Sorry for the mini rant. I just keep hearing this apple thing over and over and it’s nonsense.
I don't think Apple just stumbled into it, and while I totally agree that Apple is killing it with their unified memory, I think we're going to see a pivot from NVidia and AMD. The biggest reason, I think, is: OpenAI has committed to enormous amount capex it simply cannot afford. It does not have the lead it once did, and most end-users simply do not care. There are no network effects. Anthropic at this point has completely consumed, as far as I can tell, the developer market. The one market that is actually passionate about AI. That's largely due to huge advantage of the developer space being, end users cannot tell if an "AI" coded it or a human did. That's not true for almost every other application of AI at this point.

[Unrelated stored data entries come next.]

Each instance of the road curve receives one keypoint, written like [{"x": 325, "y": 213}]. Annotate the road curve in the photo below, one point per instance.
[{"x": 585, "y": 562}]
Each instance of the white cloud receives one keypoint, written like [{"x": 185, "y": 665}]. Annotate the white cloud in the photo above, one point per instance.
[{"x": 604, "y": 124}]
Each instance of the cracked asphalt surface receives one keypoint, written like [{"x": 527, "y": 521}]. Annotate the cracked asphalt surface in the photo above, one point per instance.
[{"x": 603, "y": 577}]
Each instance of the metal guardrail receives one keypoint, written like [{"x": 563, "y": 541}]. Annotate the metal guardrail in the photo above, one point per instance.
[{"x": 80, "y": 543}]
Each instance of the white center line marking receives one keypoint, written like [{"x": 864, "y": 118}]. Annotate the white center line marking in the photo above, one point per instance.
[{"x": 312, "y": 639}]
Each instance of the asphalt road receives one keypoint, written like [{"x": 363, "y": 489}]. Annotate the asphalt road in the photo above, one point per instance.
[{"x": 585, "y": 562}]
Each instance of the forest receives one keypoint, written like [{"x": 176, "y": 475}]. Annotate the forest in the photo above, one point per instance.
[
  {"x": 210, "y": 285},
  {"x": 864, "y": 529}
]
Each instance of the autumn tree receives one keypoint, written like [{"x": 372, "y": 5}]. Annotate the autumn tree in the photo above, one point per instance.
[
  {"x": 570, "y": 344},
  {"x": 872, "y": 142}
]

If the OpenAI domino falls, and I'd be happy to admit if I'm wrong, we're going to see a near catastrophic drop in prices for RAM and demand by the hyperscalers to well... scale. That massive drop will be completely and utterly OpenAI's fault for attempting to bite off more than it can chew. In order to shore up demand, we'll see NVidia and AMD start selling directly to consumers. We, developers, are consumers and drive demand at the enterprises we work for based on what keeps us both engaged and productive... the end result being: the ol' profit flywheel spinning.
Both NVidia and AMD are capable of building GPUs that absolutely wreck Apple's best. A huge reason for this is Apple needs unified memory to keep their money maker (laptops) profitable and performant; and while, it helps their profitability it also forces them into less performant solutions. If NVidia dropped a 128GB GPU with GDDR7 at $4k-- absolutely no one would be looking for a Mac for inference. My 5090 is unbelievably fast at inference even if it can't load gigantic models, and quite frankly the 6-bit quantized versions of Qwen 3.5 are fantastic, but if it could load larger open weight models I wouldn't even bother checking Apple's pricing page.
tldr; competition is as stiff as it is vicious-- Apple's "lead" in inference is only because NVidia and AMD are raking in cash selling to hyperscalers. If that cash cow goes tits up, there's no reason to assume NVidia and AMD won't definitively pull the the rug out from Apple.
> But inference is unique because its performance scales with high memory throughput, and you can’t assemble that by wiring together off the shelf parts in a consumer form factor.
Nvidia outperforms Mac significantly on diffusion inference and many other forms. It’s not as simple as the current Mac chips are entirely better for this.